Terre interdite
Confronté à un flux migratoire sans précédent, l’État hébreu décide de durcir sa politique à l’égard des réfugiés subsahariens, dont l’expulsion ne semble plus être qu’une question de temps.
Ashdod, à 35 km au sud de Tel-Aviv, est l’une des dernières villes israéliennes qui a enregistré l’arrivée massive de clandestins africains. Selon les estimations, ils seraient 4 000 à avoir investi en quelques mois les vieux quartiers de la plus grande cité portuaire du pays. Livrés à eux-mêmes, ces demandeurs d’asile s’entassent par petits groupes dans des appartements délabrés, des squats et parfois des synagogues. D’autres, moins chanceux, errent dans les rues du matin au soir, au grand dam des riverains israéliens, qui, gagnés par un sentiment d’insécurité, se plaignent de la multiplication des agressions et signalent des rixes quotidiennes entre communautés africaines. « Ces gens n’ont accès ni à l’éducation, ni à la santé, ni à aucun autre service social », explique Dany Itzhak, membre d’un comité de quartier qui s’est créé en réaction à ce phénomène. « Que voulez-vous qu’il se passe ? poursuit-il. Sans argent, ils sont réduits à la violence et au vol. »

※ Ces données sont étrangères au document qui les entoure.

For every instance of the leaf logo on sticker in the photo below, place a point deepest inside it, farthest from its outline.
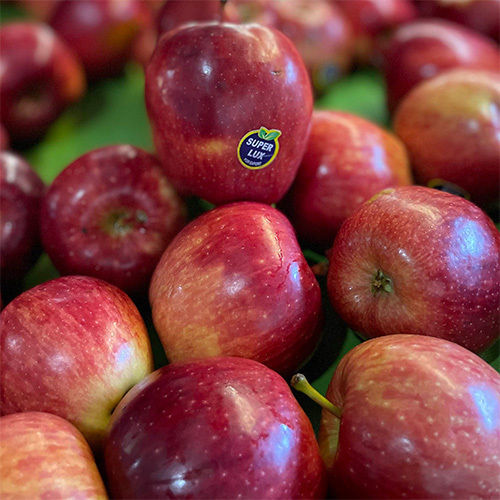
(258, 148)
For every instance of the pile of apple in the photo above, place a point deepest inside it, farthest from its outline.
(411, 412)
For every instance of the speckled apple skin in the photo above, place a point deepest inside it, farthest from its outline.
(44, 456)
(420, 419)
(234, 282)
(450, 125)
(40, 77)
(72, 346)
(21, 191)
(75, 213)
(209, 84)
(347, 161)
(215, 428)
(424, 48)
(441, 253)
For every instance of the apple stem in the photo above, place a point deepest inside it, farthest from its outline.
(300, 383)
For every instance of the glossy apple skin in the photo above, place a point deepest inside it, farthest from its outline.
(479, 15)
(21, 192)
(41, 77)
(44, 456)
(419, 420)
(207, 86)
(441, 253)
(111, 214)
(347, 161)
(72, 346)
(424, 48)
(215, 428)
(101, 32)
(451, 129)
(234, 282)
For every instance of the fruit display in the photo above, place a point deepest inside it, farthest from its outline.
(207, 203)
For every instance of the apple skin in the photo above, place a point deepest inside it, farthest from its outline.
(424, 48)
(234, 282)
(41, 77)
(479, 15)
(214, 428)
(101, 32)
(72, 346)
(207, 86)
(347, 161)
(21, 192)
(111, 214)
(441, 255)
(419, 419)
(44, 456)
(451, 129)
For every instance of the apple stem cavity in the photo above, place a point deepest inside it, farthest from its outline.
(300, 383)
(381, 283)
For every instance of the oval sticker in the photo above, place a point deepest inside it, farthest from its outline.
(258, 148)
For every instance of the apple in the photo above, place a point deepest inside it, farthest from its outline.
(21, 191)
(40, 77)
(44, 456)
(111, 214)
(424, 48)
(230, 107)
(479, 15)
(214, 428)
(451, 129)
(318, 30)
(234, 282)
(347, 161)
(101, 32)
(420, 261)
(72, 346)
(372, 18)
(415, 417)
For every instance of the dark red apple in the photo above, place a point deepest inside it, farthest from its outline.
(418, 260)
(451, 127)
(217, 428)
(40, 76)
(347, 161)
(371, 18)
(479, 15)
(111, 214)
(44, 456)
(234, 282)
(424, 48)
(318, 30)
(230, 107)
(21, 191)
(101, 32)
(419, 418)
(73, 347)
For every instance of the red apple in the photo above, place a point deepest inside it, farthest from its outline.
(21, 191)
(234, 282)
(423, 49)
(73, 347)
(44, 456)
(111, 214)
(217, 428)
(101, 32)
(417, 260)
(479, 15)
(420, 418)
(40, 76)
(230, 108)
(371, 18)
(451, 127)
(347, 161)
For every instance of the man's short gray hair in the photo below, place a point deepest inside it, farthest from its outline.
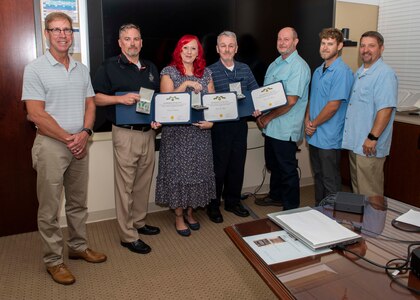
(128, 26)
(227, 33)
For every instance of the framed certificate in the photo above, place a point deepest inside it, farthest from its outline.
(269, 97)
(173, 108)
(221, 107)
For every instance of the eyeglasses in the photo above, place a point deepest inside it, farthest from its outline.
(57, 31)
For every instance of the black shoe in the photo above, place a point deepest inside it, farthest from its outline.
(238, 210)
(137, 246)
(183, 232)
(214, 214)
(148, 230)
(267, 201)
(193, 226)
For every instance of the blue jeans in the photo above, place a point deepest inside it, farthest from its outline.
(280, 159)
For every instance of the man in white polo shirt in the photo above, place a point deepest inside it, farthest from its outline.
(59, 99)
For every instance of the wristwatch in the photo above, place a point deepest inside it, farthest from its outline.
(372, 137)
(88, 130)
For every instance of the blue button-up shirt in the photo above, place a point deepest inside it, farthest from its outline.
(295, 74)
(333, 84)
(373, 90)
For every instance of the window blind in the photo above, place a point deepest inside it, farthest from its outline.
(399, 23)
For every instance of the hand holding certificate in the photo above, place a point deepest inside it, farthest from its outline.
(269, 97)
(172, 108)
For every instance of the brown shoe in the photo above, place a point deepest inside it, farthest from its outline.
(89, 255)
(61, 274)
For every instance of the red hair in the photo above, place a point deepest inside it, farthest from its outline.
(199, 63)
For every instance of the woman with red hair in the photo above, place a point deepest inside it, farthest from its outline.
(185, 178)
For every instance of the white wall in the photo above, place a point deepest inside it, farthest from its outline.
(101, 173)
(371, 2)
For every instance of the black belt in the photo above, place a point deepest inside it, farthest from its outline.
(139, 127)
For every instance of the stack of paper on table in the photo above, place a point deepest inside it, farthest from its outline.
(313, 228)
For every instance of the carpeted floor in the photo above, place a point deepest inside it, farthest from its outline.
(205, 265)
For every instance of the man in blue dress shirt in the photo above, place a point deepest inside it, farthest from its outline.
(283, 126)
(324, 119)
(229, 139)
(369, 117)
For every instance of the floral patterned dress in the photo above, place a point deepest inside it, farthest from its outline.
(185, 177)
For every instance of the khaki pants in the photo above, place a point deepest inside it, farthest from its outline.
(134, 158)
(367, 174)
(57, 168)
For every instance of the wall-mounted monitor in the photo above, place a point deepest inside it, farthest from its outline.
(163, 22)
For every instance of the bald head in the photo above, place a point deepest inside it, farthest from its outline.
(287, 40)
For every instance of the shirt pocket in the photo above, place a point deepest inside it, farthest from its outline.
(366, 94)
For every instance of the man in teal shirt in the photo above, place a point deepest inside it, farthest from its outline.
(369, 118)
(283, 126)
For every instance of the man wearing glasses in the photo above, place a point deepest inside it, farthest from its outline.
(59, 99)
(229, 139)
(134, 144)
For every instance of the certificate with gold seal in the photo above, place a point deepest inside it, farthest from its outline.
(269, 97)
(221, 107)
(173, 108)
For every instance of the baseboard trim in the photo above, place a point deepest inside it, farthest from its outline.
(109, 214)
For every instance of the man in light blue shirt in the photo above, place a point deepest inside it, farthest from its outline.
(324, 120)
(369, 118)
(283, 126)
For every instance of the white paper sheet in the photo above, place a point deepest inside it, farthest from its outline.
(279, 246)
(411, 217)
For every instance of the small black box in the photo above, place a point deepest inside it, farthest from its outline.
(415, 262)
(349, 202)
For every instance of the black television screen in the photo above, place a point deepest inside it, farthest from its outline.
(163, 22)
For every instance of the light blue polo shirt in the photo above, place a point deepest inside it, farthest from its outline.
(295, 74)
(333, 84)
(373, 90)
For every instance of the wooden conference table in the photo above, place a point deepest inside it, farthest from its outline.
(338, 275)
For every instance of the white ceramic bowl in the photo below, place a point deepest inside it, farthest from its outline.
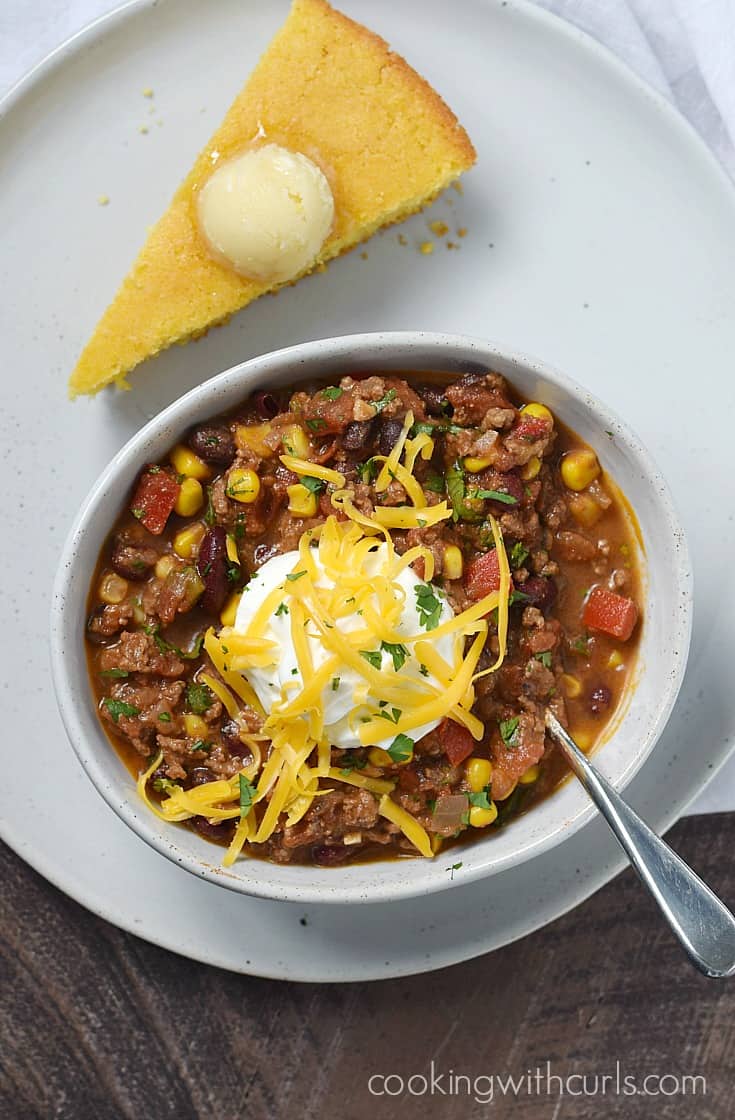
(667, 616)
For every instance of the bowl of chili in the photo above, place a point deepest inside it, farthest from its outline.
(520, 521)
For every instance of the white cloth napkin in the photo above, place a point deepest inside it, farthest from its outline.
(684, 48)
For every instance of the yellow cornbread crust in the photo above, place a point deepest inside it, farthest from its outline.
(333, 90)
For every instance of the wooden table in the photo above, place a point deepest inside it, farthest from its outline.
(96, 1024)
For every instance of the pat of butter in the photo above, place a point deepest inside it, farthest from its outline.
(267, 213)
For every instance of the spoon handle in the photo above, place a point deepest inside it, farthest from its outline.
(703, 924)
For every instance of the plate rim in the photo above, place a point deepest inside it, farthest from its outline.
(556, 26)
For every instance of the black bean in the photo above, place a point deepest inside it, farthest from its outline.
(221, 833)
(266, 406)
(356, 435)
(436, 402)
(540, 591)
(388, 436)
(328, 855)
(213, 444)
(212, 566)
(599, 699)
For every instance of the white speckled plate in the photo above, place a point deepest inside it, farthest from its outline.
(599, 238)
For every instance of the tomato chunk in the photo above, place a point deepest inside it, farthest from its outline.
(155, 498)
(610, 613)
(456, 740)
(483, 576)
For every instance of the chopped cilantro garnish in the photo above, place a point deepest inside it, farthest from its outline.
(509, 730)
(313, 485)
(380, 404)
(398, 652)
(401, 748)
(247, 794)
(118, 708)
(428, 606)
(198, 698)
(494, 496)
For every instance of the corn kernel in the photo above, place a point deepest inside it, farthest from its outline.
(531, 775)
(243, 485)
(165, 566)
(478, 773)
(195, 726)
(113, 588)
(481, 818)
(230, 609)
(538, 410)
(452, 562)
(301, 501)
(584, 739)
(379, 757)
(571, 686)
(191, 498)
(251, 437)
(473, 464)
(579, 468)
(585, 510)
(186, 543)
(233, 556)
(531, 468)
(296, 441)
(188, 464)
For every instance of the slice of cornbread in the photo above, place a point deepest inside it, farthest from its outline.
(331, 89)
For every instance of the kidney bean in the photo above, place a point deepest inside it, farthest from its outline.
(356, 435)
(540, 591)
(213, 444)
(389, 435)
(436, 402)
(328, 855)
(132, 557)
(212, 566)
(266, 406)
(599, 699)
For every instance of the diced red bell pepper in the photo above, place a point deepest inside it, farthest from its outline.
(483, 575)
(155, 498)
(610, 613)
(456, 740)
(532, 428)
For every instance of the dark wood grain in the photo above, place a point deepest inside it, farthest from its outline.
(96, 1024)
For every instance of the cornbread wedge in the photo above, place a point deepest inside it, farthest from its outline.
(328, 87)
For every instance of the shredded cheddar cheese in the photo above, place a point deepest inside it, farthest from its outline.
(291, 757)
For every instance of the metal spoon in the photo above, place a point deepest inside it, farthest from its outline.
(703, 924)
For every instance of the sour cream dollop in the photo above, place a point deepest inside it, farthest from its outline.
(267, 212)
(343, 699)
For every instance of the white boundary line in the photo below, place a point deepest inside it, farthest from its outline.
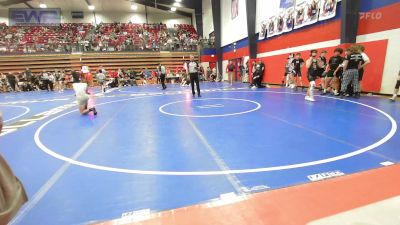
(27, 110)
(161, 109)
(208, 173)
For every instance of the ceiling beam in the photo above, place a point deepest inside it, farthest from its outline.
(161, 7)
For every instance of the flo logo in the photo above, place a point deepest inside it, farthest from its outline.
(326, 175)
(34, 16)
(370, 16)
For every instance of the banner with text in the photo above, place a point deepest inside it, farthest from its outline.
(34, 17)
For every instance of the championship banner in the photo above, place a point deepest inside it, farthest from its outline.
(263, 30)
(34, 17)
(271, 31)
(312, 11)
(289, 19)
(280, 23)
(327, 9)
(287, 7)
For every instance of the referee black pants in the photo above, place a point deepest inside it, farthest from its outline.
(194, 78)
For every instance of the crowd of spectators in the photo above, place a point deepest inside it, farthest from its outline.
(79, 37)
(59, 80)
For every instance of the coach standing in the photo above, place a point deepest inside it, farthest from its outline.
(192, 68)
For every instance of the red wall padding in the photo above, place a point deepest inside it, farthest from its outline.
(376, 50)
(314, 34)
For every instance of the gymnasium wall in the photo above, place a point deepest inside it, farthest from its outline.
(265, 10)
(208, 25)
(233, 30)
(155, 16)
(4, 16)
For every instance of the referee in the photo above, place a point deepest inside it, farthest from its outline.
(192, 68)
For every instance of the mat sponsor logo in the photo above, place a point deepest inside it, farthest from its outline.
(326, 175)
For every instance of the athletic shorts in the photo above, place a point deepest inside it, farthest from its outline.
(296, 73)
(360, 74)
(82, 100)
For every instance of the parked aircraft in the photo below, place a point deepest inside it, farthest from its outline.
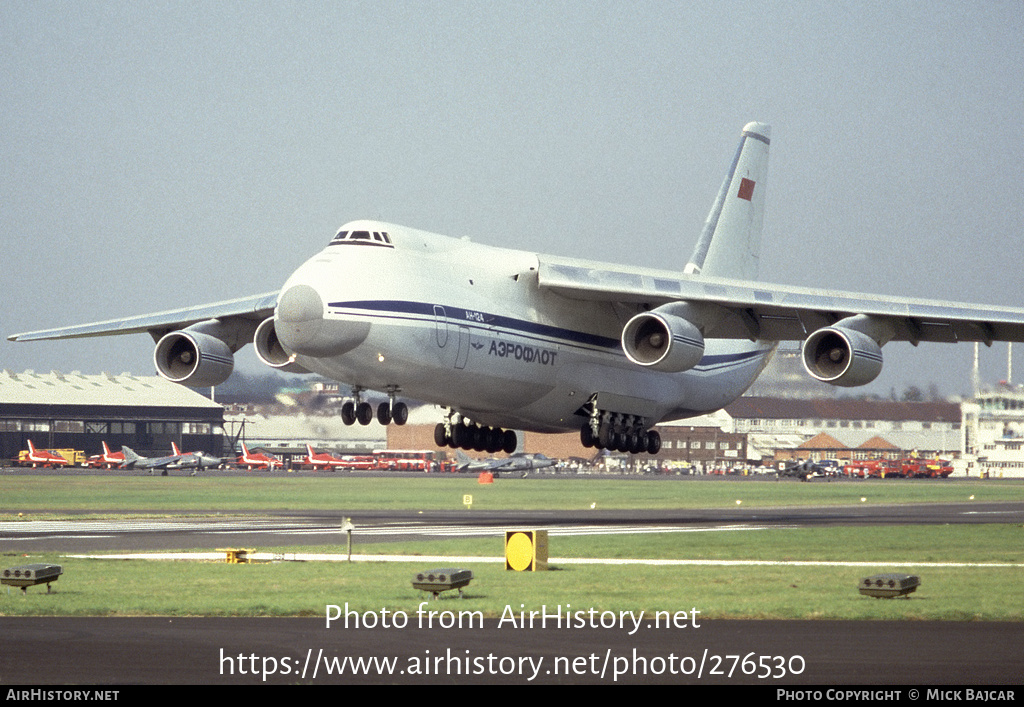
(259, 460)
(41, 457)
(195, 460)
(323, 460)
(135, 461)
(519, 461)
(108, 460)
(507, 339)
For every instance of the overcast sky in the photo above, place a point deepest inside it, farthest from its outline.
(156, 155)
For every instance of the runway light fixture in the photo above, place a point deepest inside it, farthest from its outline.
(30, 575)
(526, 550)
(436, 581)
(888, 586)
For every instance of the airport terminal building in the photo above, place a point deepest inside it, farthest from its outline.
(81, 412)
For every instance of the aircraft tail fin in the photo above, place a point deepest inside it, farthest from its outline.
(730, 242)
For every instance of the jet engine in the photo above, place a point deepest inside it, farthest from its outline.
(269, 350)
(194, 359)
(663, 341)
(842, 357)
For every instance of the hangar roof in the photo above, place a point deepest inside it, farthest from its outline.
(103, 389)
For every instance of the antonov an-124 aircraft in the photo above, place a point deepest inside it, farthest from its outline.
(505, 339)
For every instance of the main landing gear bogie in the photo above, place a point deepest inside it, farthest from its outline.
(617, 432)
(475, 438)
(363, 412)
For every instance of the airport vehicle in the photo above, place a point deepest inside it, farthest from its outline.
(40, 457)
(107, 460)
(506, 339)
(259, 460)
(516, 462)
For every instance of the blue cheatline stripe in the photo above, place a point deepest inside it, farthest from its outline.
(465, 317)
(462, 317)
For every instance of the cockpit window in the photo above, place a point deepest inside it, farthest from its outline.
(376, 238)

Ville d’immigration par excellence, connue pour avoir absorbé au plus fort des années 1990 des dizaines de milliers de Juifs d’ex-URSS, Ashdod ne semble pas disposé à réserver le même accueil à sa population africaine. Alors que le taux de chômage y est plus élevé que la moyenne nationale, les couches populaires se sentent directement menacées. « On ne veut pas d’eux ici, lâche Dudu Abutbul, ouvrier en bâtiment. Moi, j’ai besoin de 80 dollars par jour pour vivre, dit-il. Eux acceptent de travailler pour moitié moins. Oui, ce sont des malheureux. Et nous alors ? » Si cette pratique arrange bien évidemment certains employeurs, la réalité demeure plus nuancée. Munis d’un simple visa qu’ils ont l’obligation de renouveler tous les trois mois, des centaines de réfugiés, soudanais pour la plupart, sont employés dans la zone industrielle d’Ashdod, astreints à des tâches subalternes faiblement rémunérées que peu d’Israéliens acceptent d’accomplir.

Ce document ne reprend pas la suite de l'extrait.